Un metodo efficace per prevenire il coronavirus è stato pubblicato proprio dal il Ministero della Salute con un opuscolo informativo ad hoc, cioè Il lavaggio delle mani con acqua e sapone e/o con soluzioni alcoliche, che è la prima operazione raccomandata. Lavarle frequentemente è importante per la prevenzione delle infezioni e in particolar modo in alcune situazioni che espongono ad un maggior rischio di entrare in contatto con virus, batteri e altri microrganismi presenti nell’ambiente. Il lavaggio delle mani ha il fine di garantire un’adeguata pulizia e igiene delle mani attraverso una personale azione meccanica.

Per l’igiene delle mani è sufficiente il comune sapone o, in assenza di acqua, si può ricorrere ai cosiddetti igienizzanti per le mani (hand sanitizers), a base alcolica. Si ricorda che una corretta igiene delle mani comporta che si dedichi a questa operazione non meno di 40-60 secondi se si è optato per il lavaggio con acqua e sapone e non meno di 30-40 secondi se invece si è optato per l’uso di igienizzanti a base alcolica. Questi prodotti vanno usati quando le mani sono asciutte, altrimenti non sono efficaci.

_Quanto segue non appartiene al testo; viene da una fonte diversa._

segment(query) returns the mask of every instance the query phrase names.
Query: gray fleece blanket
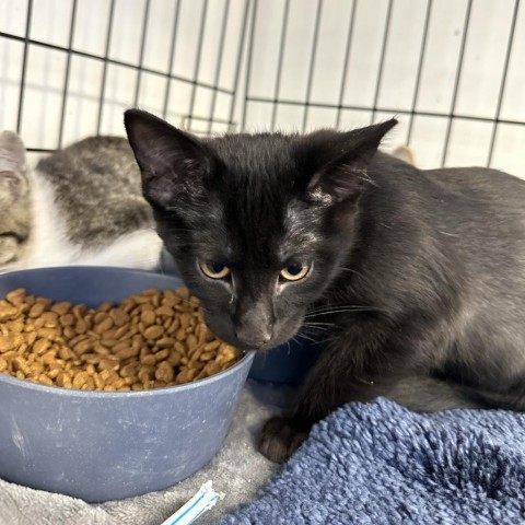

Se si usano frequentemente possono provocare anche secchezza della cute. In commercio esistono presidi medico-chirurgici e biocidi autorizzati con azione battericida, ma bisogna fare attenzione a non abusarne molto frequentemente. L’uso prolungato potrebbe favorire nei batteri lo sviluppo di resistenze nei confronti di questi prodotti, aumentando così il rischio di infezioni.

Per questo lavare frequentemente le mani è determinante, soprattutto quando si trascorre molto tempo fuori casa, in luoghi pubblici in presenza di altre persone. E’ particolarmente importante metterlo in pratica in alcune situazioni, ad esempio prima di mangiare, maneggiare o consumare alimenti, somministrare farmaci, applicare o rimuovere le lenti a contatto, medicare o toccare una ferita, usare il bagno, cambiare un pannolino, toccare un ammalato. Ma anche dopo aver tossito, starnutito o soffiato il naso. Dopo essere stati a stretto contatto con persone ammalate, aver usato il bagno, aver cambiato un pannolino, a contatto con animali, aver toccato cibo crudo (in particolare carne, pesce, pollame e uova), aver maneggiato spazzatura, aver usato un telefono pubblico, maneggiato soldi, ecc. E poi ancora: dopo aver usato un mezzo di trasporto (bus, taxi, auto, ecc.), aver soggiornato in luoghi molto affollati come palestre, sale da aspetto di ferrovie, aeroporti, cinema, ecc.